SEIU leaders are presently getting enter from their members at over a dozen nursing house services on whether or not they’re able to take their points to the picket line.

“I sat in on a few the negotiations and you’ll’t even actually name them negotiations,” mentioned Colleen Mahony, a licensed sensible nurse in long run care. “The corporate’s reply to every part is, nope, not within the price range. Not within the price range.

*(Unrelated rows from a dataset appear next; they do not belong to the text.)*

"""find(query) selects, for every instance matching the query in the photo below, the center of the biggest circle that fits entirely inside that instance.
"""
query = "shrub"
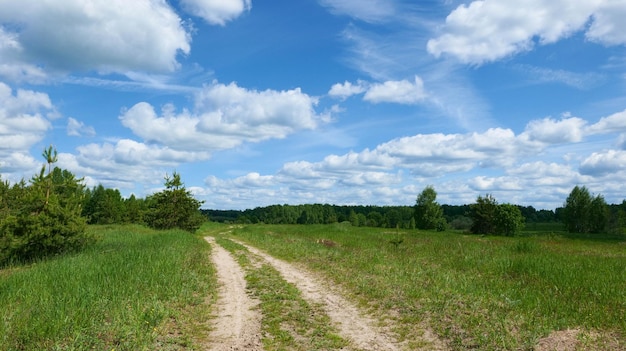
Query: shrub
(43, 218)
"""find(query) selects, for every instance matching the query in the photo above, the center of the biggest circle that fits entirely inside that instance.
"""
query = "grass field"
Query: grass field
(487, 293)
(136, 289)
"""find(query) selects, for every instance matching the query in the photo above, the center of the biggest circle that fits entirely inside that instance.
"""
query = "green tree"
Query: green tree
(45, 216)
(428, 213)
(509, 220)
(583, 213)
(483, 215)
(174, 207)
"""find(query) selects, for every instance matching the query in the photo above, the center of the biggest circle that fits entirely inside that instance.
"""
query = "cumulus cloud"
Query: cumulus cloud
(462, 166)
(550, 131)
(401, 92)
(604, 163)
(489, 30)
(346, 89)
(615, 123)
(225, 116)
(24, 118)
(217, 11)
(126, 162)
(102, 35)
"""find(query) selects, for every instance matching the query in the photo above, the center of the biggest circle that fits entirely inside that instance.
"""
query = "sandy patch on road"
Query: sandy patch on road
(362, 331)
(237, 325)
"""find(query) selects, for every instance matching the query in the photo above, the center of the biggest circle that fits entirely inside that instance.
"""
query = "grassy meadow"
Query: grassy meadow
(136, 289)
(140, 289)
(476, 292)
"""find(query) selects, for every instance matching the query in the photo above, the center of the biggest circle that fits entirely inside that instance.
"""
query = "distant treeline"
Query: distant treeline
(457, 216)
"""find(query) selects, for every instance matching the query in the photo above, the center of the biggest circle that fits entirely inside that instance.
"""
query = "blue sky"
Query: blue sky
(320, 101)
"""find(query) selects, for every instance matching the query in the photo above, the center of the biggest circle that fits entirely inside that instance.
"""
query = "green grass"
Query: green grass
(135, 289)
(487, 293)
(288, 321)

Not within the price range.”
“If there’s not individuals on the bedside, if there’s not individuals making the meals, if there’s not individuals doing the laundry, maintaining the power, doing the actions, then they do not have a enterprise and we do not really feel like we’re being compensated pretty for the work that we’re doing,” Mahony added.

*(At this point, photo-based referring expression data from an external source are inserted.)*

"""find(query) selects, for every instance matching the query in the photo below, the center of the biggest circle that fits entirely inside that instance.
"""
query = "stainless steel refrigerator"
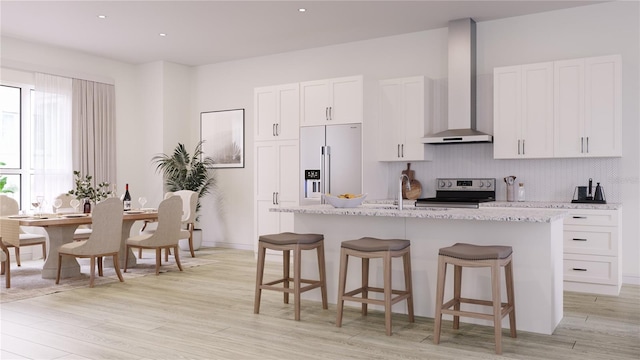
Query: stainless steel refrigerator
(330, 161)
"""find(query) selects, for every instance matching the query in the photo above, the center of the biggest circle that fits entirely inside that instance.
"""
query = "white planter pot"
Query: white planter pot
(197, 241)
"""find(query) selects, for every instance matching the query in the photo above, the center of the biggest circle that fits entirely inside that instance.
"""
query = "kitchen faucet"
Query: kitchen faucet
(400, 207)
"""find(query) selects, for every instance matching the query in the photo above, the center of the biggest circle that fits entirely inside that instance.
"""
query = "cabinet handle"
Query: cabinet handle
(587, 144)
(518, 146)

The first points contain wages and advantages.
In an announcement to 7 Motion Information, Amy La Fleur, Ciena Healthcare’s Senior Vice President of Operations, mentioned they’re monitoring the potential for a strike by members of SEIU Healthcare Michigan at a few of their nursing services in Michigan and that they’re “presently working underneath energetic or prolonged collective bargaining agreements with the union.”

La Fleur went on to say that nursing house suppliers are going through “unprecedented challenges” with regards to hiring and retaining employees for “the crucial jobs of caring for our sufferers.”
“Ciena stands able to work with all events to seek out options to the problems going through our trade,” she mentioned.

The Well being Care Affiliation of Michigan (HCAM) represents Ciena and different nursing house suppliers throughout Michigan.
“A strike may very well be catastrophic to care,” mentioned HCAM President & CEO Melissa Samuel.

“Hopefully, all people will simply take a deep breath on this, understand the implications if it (a strike) have been to go ahead, and sit down and work collectively,” Samuel mentioned.
Samuel mentioned what might assistance is cash from a supplemental invoice that Governor Gretchen Whitmer signed in early 2022. It is $67 million to recruit, retain, and practice nursing facility workers.
“Nonetheless, it’s been virtually a full 12 months, and people funds have nonetheless not been launched,” Samuel mentioned. “Understandably, suppliers are annoyed as they proceed to attend for the long-promised reduction. We implore the state to right away launch the funds.”